The enforcement of laws towards combating insurgencies and COVID-19 should not be an avenue to repress citizens, African Commission on Human and Peoples’ Rights has told the governments of Nigeria, Ethiopia and other African countries.
The Commission also expressed worries over the increasing number of human rights violations committed by law enforcement officials during recent peaceful demonstrations in some African countries, including Nigeria.
The commission called for respect for the freedom of expression and access to information, freedom of association as well as freedom of peaceful assembly and demonstration, as stipulated in the African Charter, which all the 54 African countries are signatories to.
During its meeting, which was held in February, ACHPR stressed that these freedoms constitute a free civic space and are essential towards strengthening democracy.

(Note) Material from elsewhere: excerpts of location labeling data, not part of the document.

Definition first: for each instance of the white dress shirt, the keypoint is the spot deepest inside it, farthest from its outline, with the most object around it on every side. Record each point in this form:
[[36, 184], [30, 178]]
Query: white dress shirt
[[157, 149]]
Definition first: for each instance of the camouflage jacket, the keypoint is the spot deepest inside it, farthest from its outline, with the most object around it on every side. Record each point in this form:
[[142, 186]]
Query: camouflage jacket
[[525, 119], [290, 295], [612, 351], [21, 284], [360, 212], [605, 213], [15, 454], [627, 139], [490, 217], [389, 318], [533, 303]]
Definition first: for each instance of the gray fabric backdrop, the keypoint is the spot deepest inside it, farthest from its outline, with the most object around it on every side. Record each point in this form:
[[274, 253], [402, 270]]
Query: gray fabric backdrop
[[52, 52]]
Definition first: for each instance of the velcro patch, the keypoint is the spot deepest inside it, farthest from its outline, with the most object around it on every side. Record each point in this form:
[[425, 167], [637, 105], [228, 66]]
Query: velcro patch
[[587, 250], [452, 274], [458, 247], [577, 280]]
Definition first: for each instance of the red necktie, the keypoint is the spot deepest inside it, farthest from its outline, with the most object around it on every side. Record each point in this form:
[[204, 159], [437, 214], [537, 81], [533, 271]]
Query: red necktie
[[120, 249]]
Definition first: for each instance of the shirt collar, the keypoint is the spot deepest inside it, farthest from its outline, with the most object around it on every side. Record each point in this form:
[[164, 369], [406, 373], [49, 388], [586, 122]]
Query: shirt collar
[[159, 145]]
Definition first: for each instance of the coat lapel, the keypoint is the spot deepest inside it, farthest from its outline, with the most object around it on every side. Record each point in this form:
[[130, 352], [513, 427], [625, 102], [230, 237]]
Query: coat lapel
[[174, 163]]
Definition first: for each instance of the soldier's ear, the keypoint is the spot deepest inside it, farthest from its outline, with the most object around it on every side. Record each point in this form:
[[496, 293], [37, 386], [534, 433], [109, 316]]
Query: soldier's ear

In Nigeria, for instance, citizens protested against police brutality in October but were dispersed with live bullets by security agents, an act that killed no fewer than 20 people.
Citing Nigeria as one of the examples, ACHRP expressed deep concern about “the increasing number of human rights violations committed by law enforcement officials during recent peaceful demonstrations in many States, including Ethiopia, Nigeria, Cote d’Ivoire, and Guinea and Uganda, through disproportionate and violent interventions by law enforcement officials during protests and peaceful demonstrations”.
In fighting the pandemic, the commission advised that African countries should ensure that measures taken as part of national responses to the COVID-19 are not used to discriminate, stigmatize or target particular individuals or groups, including civil society organizations and human rights defenders.
The governments of these countries should also “ensure that they meet their human rights obligations and that law enforcement officials, when policing protests and demonstrations, use force only as a last resort and always in a lawful, proportionate and necessary manner”.
“They should refrain from using the State of Emergency Declarations related to COVID-19 or the fight against terrorism to justify the introduction of repressive measures to restrict the freedoms that constitute the civic space.”
Non-state actors were also admonished to respect all human rights and not to undermine the ability of civil society to operate safely and unhindered.